The FCA’s Chief Executive Andrew Bailey has been defending the the impact of MiFiDII and believes it could save investors £1bn over the next four years.
A year and a bit on from the implementation of MiFiDII and there have been plenty of people lining up to take pot shots, but this month Andrew Bailey stepped up to defend it. The results of MiFiDII, he said, had been largely positive and ‘well beyond expectations’.
Critics have attacked MiFiDII for lowering the quality of research and reducing the focus on small players. Two surveys suggested that analysts feared cuts in spending on research was leading to poorer coverage of equity market in some areas. A study from the CFA Institute found that just 44% of people said the quality of research had remained broadly consistent, while the same number believed it had fallen.
Rhodri Preece, Head of Industry research at the CFA Institute, said:
“Independent and sell-side research providers are under pressure, which we see translating into reduced research coverage, particularly in small and mid-cap equities, and fewer sell-side analysts.”
According to the CFA research the average price cut had been 6.3% but the largest cuts had come from the biggest firms. Those managing more than £250bn had seen spending fall by 11%.
Bailey, though, argued that the quality of research had remained broadly consistent for the 2015 to 2018 period. LSE order book data, also pointed to an increase of trading, especially for small caps which he suggested meant ‘liquidity’ had been maintained in the market.
Indeed, he welcomed the fall in spending, and said this could save investors substantial sums over the coming years. The rules requiring asset managers to pay for research separately from other broker services had seen most companies choose to pay for this work out of their own budgets rather than pass these costs onto the customers.
Without impacting the quality of research this, he said, had seen companies reduce their spending on research by around 20% to 30% leading to a reduction of costs for investors of £180 million in 2018. Assuming this trend continued, he stated that investors would save a total of £1bn over the next four years.

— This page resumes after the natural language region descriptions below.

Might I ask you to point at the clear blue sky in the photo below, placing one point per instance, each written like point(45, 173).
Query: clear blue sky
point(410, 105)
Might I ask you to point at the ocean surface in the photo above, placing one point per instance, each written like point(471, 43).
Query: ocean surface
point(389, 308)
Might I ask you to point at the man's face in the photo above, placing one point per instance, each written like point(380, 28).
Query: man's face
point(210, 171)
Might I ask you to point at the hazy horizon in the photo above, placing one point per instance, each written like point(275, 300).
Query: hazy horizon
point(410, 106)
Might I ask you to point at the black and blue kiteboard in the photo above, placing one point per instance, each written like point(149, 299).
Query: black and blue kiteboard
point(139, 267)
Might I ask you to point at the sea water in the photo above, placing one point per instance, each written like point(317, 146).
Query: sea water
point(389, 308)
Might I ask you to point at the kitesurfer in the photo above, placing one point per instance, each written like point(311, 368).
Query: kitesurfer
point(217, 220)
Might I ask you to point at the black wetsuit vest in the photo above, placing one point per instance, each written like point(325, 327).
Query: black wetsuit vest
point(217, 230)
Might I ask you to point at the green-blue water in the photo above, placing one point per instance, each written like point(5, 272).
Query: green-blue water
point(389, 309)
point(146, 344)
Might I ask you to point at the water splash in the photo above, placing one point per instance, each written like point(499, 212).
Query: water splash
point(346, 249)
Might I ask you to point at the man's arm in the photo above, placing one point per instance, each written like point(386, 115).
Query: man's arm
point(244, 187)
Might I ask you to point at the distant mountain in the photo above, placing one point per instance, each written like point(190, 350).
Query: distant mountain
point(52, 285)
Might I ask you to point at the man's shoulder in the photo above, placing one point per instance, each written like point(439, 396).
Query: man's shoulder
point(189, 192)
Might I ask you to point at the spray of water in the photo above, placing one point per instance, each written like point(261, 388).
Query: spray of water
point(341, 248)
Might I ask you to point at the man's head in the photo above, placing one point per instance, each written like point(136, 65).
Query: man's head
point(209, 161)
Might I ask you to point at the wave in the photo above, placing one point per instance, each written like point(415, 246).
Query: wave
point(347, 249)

All the while managers, he said, were still able to access the research they needed thanks, largely, to the low entry level of written research.
Even so, he said, lower pricing levels could have some implications for asset managers. They would have to consider whether accepting certain prices would lead them into a conflict of interests.
“Importantly, very low pricing also raises competition questions about the future of a sustainable and diverse research market in the interest of consumers,” he added.
The effect on pricing and quality of research is, he admitted, far from certain and the regulator is still assessing the wider impact on the market of MiFiDII. Data in many areas is conflicting. For example, while there has been concerned about the quality of research and liquidity at the small cap level, research from Hardman &Co found that, while average coverage per large cap stock, on the LSE main market was down by 7.5% over 2018, coverage of the main market small caps and AIM companies across the market cap spectrum increased by 15.6% and 7.9% respectively.